1. This is an interesting manuscript, but on some points is a bit too general. It simply summarized the different types of nanoparticles. I would suggest the authors to focus on solving detail challenges in this area instead of including all the subtypes of nanoparticles.

2. The mononuclear phagocyte system (MPS) is the newer term to represent reticuloendothelial system (RES). They described the same mechanism.

3. The two barriers discussed in this article are not very separated. The blood clearance is mediated by cellular endocytosis/phagocytosis. I strongly recommend the authors to reorganize section 2.

 

4. The readers will have a more comprehensive understanding of design of nanoparticles from a discussion regarding off-target cytotoxicity/side effects of nanoparticles (generally or for a certain type of nanoparticles).

Author Response

We prepared a response letter to show our replies and the text we revised.

Author Response File: Author Response.pdf

Reviewer 3 Report

In this review, the potential application of nanotechnologies to enhance the efficacy, quality and durability of drug delivery were investigated. For drug delivery in vivo, drug loaded in nanoplatforms target particular sites in a spatial- and tem-poral-dependent manner. The details were investigated in details. In my opinion, this work has good potential for publishing in this journal after some corrections:

1-Novel achievement of this work should be added in abstract section.

2-for better compression, it is need to graphical abstract.

3- Invitro study was missed.

4- The quality of Fig. 2 should be improved.

5-the interaction between experimental parameters were missed.

6- Recent advances about effects on nanotechnology in medicine should be added in text such as A: Design, Synthesis of Sulfadiazine Derivatives bearing Some New Heterocyclic Compounds with study Antimicrobial and Antioxidant Activity." Egyptian Journal of Chemistry (2022), B: Modification of Carbon Nanotubes Surface Using Different Oxidizing Agents. J Environ Anal Chem. 2015;2:e112, C: Asian Journal of Chemistry, 30(2), 460-462, D: Journal of Young Pharmacists 9, no. 4 (2017): 463. E: Molecular docking studies and biological evaluation of luteolin on cerebral ischemic reperfusion injury, Egyptian Journal of Chemistry, 65 (2022) 1-2.

7- English writing should be edit by native person

Author Response

We prepared a response letter to show our replies and the text we revised.

Author Response File: Author Response.pdf

Reviewer 4 Report

The authors prepared a review of the strategies for designing controlled drug delivery specifically in the scope of nanotechnologies. The authors also demonstrated good enough explanation with reasonable discussion but some problems that the authors should consider from the notes below.

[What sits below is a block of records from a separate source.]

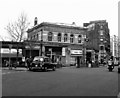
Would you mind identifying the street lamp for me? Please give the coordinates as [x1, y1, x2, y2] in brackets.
[8, 44, 12, 69]
[84, 35, 88, 66]
[40, 29, 43, 56]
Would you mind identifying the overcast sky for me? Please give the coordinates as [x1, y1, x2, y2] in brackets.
[0, 0, 119, 40]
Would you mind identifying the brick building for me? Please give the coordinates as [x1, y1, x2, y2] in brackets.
[25, 19, 87, 66]
[83, 20, 111, 61]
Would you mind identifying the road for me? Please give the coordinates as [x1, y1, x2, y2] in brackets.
[2, 67, 118, 96]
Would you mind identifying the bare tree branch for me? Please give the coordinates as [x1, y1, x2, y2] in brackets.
[0, 35, 5, 41]
[5, 13, 30, 42]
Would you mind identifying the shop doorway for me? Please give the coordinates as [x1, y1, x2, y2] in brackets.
[86, 51, 92, 63]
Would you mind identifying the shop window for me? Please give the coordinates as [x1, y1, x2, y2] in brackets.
[48, 32, 53, 41]
[64, 34, 68, 42]
[58, 33, 61, 42]
[70, 34, 74, 43]
[78, 35, 82, 43]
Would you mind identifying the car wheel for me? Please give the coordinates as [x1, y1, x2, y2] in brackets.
[53, 66, 56, 71]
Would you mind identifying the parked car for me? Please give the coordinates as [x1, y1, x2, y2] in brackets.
[28, 56, 56, 71]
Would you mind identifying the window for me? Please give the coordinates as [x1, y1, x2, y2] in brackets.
[78, 35, 82, 43]
[48, 32, 53, 41]
[70, 34, 74, 43]
[58, 33, 61, 42]
[64, 34, 68, 42]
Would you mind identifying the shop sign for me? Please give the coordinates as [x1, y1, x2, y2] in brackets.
[71, 50, 83, 55]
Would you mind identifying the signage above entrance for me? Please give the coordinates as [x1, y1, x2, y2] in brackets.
[71, 50, 83, 55]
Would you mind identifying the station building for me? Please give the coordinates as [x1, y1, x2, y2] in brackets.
[24, 18, 87, 66]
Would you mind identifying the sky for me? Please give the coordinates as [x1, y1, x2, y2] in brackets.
[0, 0, 119, 40]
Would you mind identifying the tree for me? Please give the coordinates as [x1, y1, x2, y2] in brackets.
[5, 13, 30, 61]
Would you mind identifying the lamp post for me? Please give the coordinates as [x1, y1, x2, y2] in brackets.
[9, 44, 12, 69]
[84, 35, 88, 66]
[39, 29, 43, 56]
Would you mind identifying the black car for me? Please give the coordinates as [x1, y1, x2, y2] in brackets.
[29, 56, 56, 71]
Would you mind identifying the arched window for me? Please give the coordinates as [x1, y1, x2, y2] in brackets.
[78, 35, 82, 43]
[70, 34, 74, 43]
[64, 34, 68, 42]
[48, 32, 53, 41]
[58, 33, 61, 42]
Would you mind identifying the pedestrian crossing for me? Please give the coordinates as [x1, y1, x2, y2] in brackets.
[1, 71, 27, 75]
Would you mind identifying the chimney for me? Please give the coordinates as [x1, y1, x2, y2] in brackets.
[34, 17, 38, 26]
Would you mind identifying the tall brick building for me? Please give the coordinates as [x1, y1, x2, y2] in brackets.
[26, 19, 87, 66]
[83, 20, 111, 60]
[25, 18, 110, 66]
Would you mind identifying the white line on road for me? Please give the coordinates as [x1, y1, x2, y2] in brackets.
[2, 71, 27, 75]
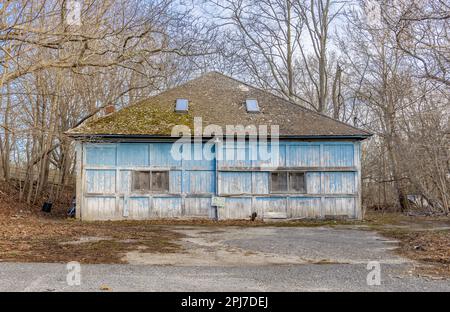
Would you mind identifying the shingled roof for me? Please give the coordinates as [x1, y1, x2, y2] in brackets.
[67, 72, 371, 138]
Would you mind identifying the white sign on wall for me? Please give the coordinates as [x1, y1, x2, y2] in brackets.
[211, 196, 225, 207]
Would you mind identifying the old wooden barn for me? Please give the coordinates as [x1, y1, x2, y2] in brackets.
[67, 72, 370, 220]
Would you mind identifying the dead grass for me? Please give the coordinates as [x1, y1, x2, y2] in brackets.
[380, 229, 450, 278]
[366, 212, 450, 278]
[0, 216, 185, 263]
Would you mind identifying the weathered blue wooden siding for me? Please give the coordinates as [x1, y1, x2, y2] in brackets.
[78, 141, 361, 220]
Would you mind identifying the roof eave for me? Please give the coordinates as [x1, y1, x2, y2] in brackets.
[66, 133, 373, 140]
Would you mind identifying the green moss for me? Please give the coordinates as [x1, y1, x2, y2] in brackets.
[77, 102, 194, 135]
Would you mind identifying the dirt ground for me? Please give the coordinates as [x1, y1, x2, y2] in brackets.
[0, 213, 450, 277]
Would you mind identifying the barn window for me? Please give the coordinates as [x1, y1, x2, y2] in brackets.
[270, 171, 306, 193]
[152, 171, 169, 192]
[133, 171, 150, 191]
[289, 172, 306, 193]
[132, 171, 169, 193]
[270, 172, 288, 193]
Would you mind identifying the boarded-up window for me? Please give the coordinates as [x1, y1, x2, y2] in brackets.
[152, 171, 169, 192]
[132, 171, 169, 193]
[289, 172, 306, 193]
[270, 171, 306, 193]
[133, 171, 150, 191]
[270, 172, 288, 193]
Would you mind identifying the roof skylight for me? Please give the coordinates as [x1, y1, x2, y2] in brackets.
[175, 99, 189, 113]
[245, 99, 260, 113]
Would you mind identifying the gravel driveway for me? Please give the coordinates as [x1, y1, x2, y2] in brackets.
[0, 226, 450, 291]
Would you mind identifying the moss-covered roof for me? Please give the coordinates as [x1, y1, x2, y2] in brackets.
[67, 72, 370, 136]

1.      Regarding the clearance in section 2.1, it would be better if the author added how long that the nanoparticles usually excrete from the body or the cells.

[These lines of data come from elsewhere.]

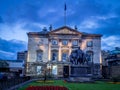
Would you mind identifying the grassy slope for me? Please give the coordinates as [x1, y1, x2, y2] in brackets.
[19, 80, 120, 90]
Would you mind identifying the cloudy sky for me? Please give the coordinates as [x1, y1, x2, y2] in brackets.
[0, 0, 120, 59]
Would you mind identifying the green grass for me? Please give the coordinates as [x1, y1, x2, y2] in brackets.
[18, 80, 120, 90]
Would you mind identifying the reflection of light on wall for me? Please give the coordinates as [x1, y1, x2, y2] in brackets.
[52, 65, 57, 75]
[81, 38, 93, 50]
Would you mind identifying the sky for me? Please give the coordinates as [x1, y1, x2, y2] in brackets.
[0, 0, 120, 60]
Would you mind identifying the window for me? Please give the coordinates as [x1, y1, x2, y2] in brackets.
[62, 40, 68, 45]
[51, 51, 58, 61]
[37, 66, 41, 75]
[86, 51, 93, 62]
[72, 40, 78, 46]
[62, 53, 68, 61]
[87, 41, 93, 47]
[37, 50, 43, 61]
[52, 40, 58, 45]
[52, 65, 57, 75]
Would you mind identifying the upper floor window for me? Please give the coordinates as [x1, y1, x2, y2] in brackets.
[51, 50, 58, 61]
[52, 40, 58, 45]
[62, 53, 68, 61]
[72, 40, 78, 46]
[87, 41, 93, 47]
[37, 50, 43, 61]
[62, 40, 68, 45]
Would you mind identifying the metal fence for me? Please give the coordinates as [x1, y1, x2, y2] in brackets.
[0, 77, 30, 90]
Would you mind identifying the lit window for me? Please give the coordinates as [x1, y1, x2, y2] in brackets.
[87, 41, 93, 47]
[37, 51, 43, 61]
[72, 40, 78, 46]
[52, 40, 58, 45]
[37, 66, 41, 75]
[62, 40, 68, 45]
[51, 52, 58, 61]
[62, 53, 68, 61]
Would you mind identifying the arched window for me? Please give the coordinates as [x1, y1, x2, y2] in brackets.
[86, 51, 93, 62]
[37, 50, 43, 61]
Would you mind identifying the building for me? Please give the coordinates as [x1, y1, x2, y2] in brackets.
[17, 51, 27, 61]
[103, 47, 120, 77]
[26, 26, 102, 77]
[0, 60, 25, 77]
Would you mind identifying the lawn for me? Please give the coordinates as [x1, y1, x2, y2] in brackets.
[18, 80, 120, 90]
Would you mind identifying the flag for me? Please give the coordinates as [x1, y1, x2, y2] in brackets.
[64, 3, 67, 11]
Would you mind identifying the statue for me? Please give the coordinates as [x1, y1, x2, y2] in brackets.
[70, 47, 88, 65]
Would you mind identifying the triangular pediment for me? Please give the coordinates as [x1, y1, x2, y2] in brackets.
[50, 26, 81, 34]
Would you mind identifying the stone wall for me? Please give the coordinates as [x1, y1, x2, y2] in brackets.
[110, 66, 120, 77]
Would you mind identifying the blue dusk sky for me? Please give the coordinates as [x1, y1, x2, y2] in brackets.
[0, 0, 120, 59]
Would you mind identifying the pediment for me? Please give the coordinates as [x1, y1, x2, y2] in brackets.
[50, 27, 81, 34]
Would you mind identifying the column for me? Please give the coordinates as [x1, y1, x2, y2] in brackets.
[48, 40, 51, 61]
[58, 46, 61, 61]
[58, 40, 61, 61]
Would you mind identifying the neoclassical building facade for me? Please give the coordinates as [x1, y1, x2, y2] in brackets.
[26, 26, 102, 77]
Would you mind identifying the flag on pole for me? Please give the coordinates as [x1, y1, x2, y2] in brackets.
[64, 3, 67, 11]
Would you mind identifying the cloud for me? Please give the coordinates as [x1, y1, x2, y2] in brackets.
[0, 38, 27, 60]
[102, 36, 120, 50]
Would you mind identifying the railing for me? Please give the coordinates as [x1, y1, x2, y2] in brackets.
[26, 86, 68, 90]
[0, 77, 30, 90]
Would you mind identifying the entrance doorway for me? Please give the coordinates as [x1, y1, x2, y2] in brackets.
[63, 66, 69, 78]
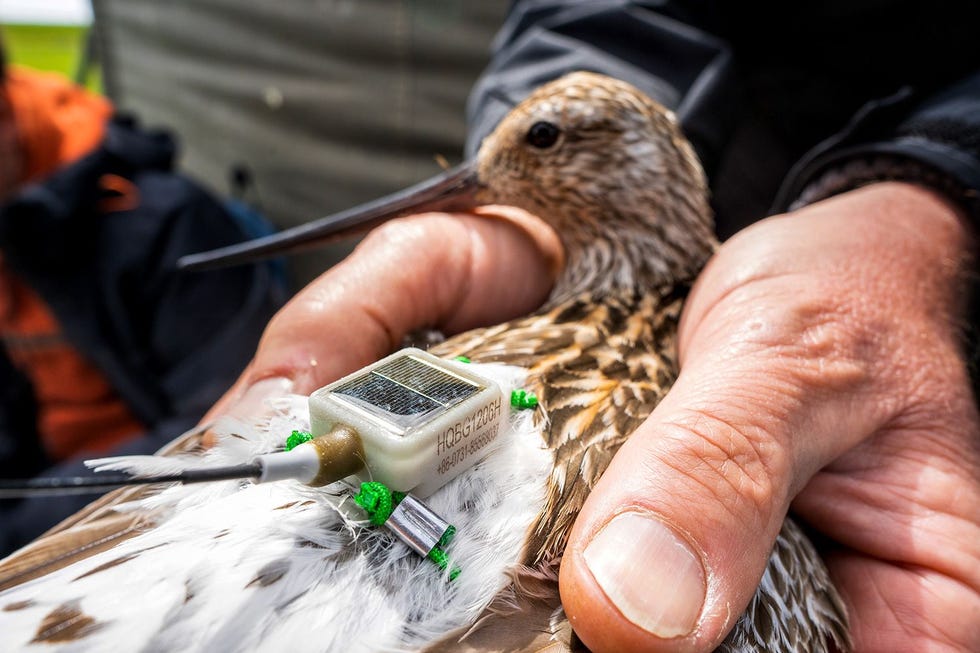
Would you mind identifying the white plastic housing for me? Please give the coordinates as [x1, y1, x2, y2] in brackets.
[310, 348, 506, 497]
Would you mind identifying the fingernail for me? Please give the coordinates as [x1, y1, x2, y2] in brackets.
[583, 512, 706, 638]
[227, 376, 293, 419]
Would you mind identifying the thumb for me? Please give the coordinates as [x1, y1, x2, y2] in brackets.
[559, 294, 870, 653]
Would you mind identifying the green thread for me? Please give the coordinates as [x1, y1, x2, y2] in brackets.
[286, 431, 313, 451]
[510, 390, 538, 409]
[436, 524, 456, 549]
[354, 481, 396, 526]
[352, 482, 460, 581]
[426, 545, 462, 581]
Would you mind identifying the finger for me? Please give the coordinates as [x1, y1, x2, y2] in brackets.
[560, 336, 880, 652]
[560, 181, 976, 652]
[203, 207, 563, 416]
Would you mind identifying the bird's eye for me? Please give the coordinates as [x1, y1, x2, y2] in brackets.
[526, 121, 561, 150]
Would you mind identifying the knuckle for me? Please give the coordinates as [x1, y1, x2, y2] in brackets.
[663, 410, 789, 525]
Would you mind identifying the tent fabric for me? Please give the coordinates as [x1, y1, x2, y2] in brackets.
[92, 0, 508, 281]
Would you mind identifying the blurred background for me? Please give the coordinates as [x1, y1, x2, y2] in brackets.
[0, 0, 508, 289]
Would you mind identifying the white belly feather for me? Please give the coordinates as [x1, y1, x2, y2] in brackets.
[0, 364, 551, 651]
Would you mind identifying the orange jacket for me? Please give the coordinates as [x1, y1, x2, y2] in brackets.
[0, 68, 143, 461]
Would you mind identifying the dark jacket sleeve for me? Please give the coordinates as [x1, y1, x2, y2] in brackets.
[467, 0, 736, 178]
[775, 72, 980, 219]
[467, 0, 980, 227]
[0, 122, 284, 554]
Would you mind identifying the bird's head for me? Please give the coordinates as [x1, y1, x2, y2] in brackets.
[180, 72, 715, 298]
[475, 72, 714, 292]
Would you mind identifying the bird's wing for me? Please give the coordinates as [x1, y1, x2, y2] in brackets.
[0, 427, 207, 591]
[434, 287, 686, 567]
[427, 288, 685, 653]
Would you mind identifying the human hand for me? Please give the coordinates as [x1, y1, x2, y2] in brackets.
[203, 206, 564, 422]
[560, 183, 980, 653]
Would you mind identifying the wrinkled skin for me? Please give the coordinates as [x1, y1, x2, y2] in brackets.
[212, 183, 980, 653]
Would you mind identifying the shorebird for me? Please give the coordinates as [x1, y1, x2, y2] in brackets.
[0, 73, 848, 653]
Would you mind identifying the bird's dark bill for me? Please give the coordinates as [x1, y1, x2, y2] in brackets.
[177, 162, 479, 270]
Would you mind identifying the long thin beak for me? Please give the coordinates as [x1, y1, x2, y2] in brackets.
[177, 161, 481, 270]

2.      Please add the reason in detail why the size 10-200 nm, spherical NPs, and neutral nanoparticles become the best choice (section 2.1). It is quite an ambiguous sentence about “slightly negatives” and the word “anionic” comes after (Page 3 lines 110-111).

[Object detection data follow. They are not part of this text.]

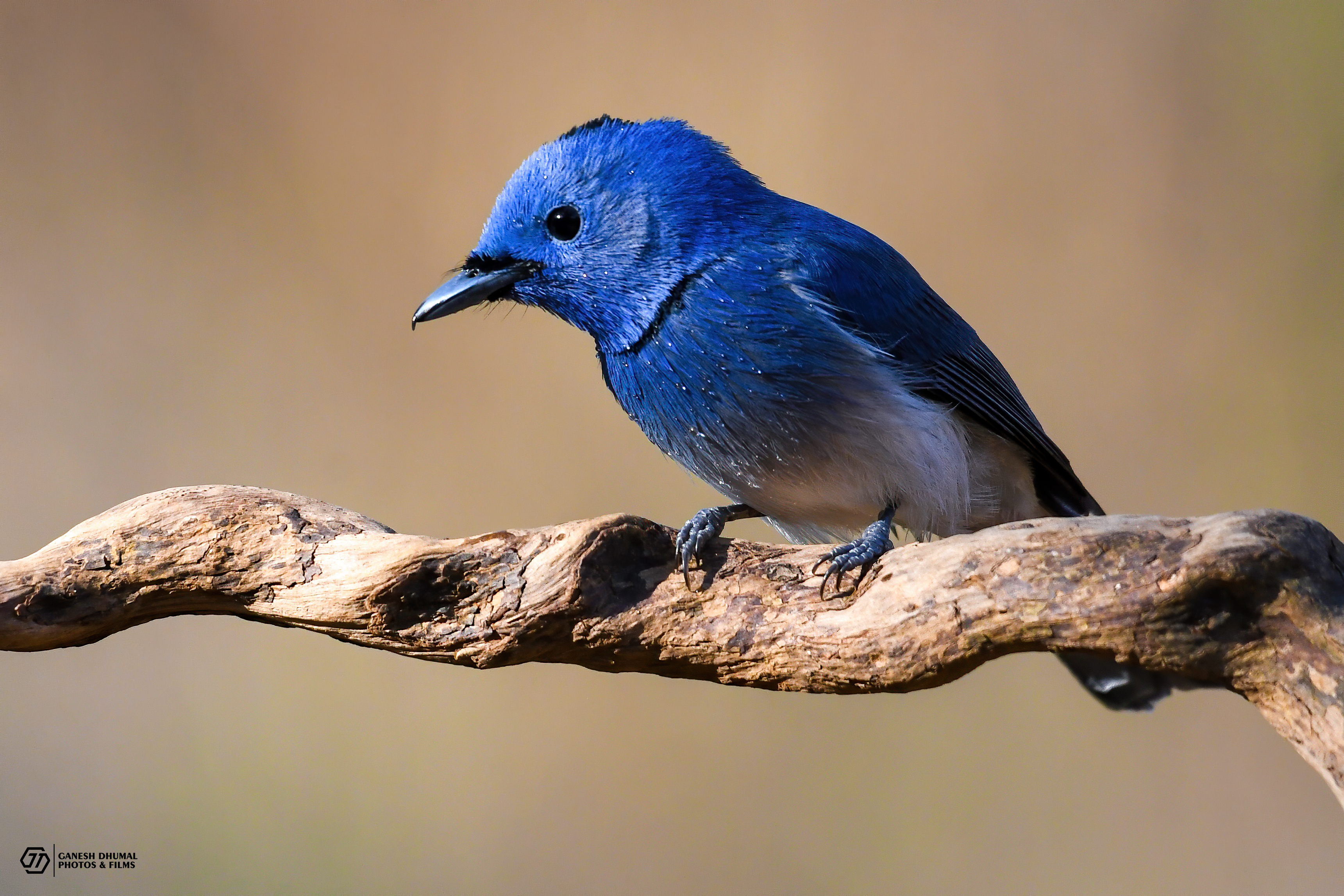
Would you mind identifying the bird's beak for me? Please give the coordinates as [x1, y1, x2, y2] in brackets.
[411, 262, 538, 329]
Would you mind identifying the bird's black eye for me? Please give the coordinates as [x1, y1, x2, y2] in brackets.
[546, 206, 583, 243]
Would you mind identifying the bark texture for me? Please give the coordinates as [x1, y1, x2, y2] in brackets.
[8, 485, 1344, 801]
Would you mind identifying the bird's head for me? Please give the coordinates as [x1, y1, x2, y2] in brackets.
[411, 116, 774, 351]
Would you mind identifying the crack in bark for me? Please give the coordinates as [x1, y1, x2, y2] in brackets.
[0, 486, 1344, 798]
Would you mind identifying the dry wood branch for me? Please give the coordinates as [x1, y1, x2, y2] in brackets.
[8, 485, 1344, 801]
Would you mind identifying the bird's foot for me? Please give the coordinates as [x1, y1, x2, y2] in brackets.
[812, 506, 896, 599]
[676, 504, 761, 591]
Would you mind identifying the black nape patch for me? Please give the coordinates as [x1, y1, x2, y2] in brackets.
[556, 114, 634, 140]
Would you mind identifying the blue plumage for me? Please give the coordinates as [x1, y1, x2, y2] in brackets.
[413, 117, 1168, 708]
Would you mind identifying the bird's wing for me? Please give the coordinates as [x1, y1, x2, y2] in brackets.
[794, 216, 1103, 516]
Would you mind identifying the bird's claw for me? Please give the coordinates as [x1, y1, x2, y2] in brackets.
[676, 508, 728, 591]
[812, 520, 892, 601]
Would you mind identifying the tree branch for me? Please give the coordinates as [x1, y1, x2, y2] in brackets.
[0, 485, 1344, 802]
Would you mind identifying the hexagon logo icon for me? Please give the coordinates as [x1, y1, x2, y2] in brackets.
[19, 846, 51, 875]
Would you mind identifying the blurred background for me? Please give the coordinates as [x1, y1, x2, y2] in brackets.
[0, 0, 1344, 895]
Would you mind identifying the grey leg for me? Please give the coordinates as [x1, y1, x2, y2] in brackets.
[812, 501, 899, 598]
[676, 504, 765, 591]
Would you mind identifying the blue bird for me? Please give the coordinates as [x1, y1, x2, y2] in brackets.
[411, 116, 1179, 709]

3.      Please add an explanation in section 3.1.1 about the differences between the pH of some specific organs that explain here. It is better to add, strictly at what pH is it. Please also tell about the pH of ECM for this explanation (section 3.1.1)

4.      In section 3.1.3, the author explains the photo-triggered release. Interestingly, the author also explains magnetic-stimulated nanoparticles. Based on the principle alone, both are different approaches. We suggest the author separate these two approaches.

5.      In section 4.2, both covalent and non-covalent hydrogel is not well explained. Please improve this part.

6.      Please check the typing, for example, Bi2Se3 should be Bi₂Se_, released at line 244, and the comma after esterases and stability (lines 270 and 302), should be written in italic (depending on journal writing format)

 

7.      Please improve the English, some part is too long and complicated.

Author Response

We prepared a response letter to show our replies and the text we revised.

Author Response File: Author Response.pdf

Round 2

Reviewer 2 Report

I agree to publish in present form.

Reviewer 3 Report

Authors revised manuscript carefully. The final version can be published in this journal.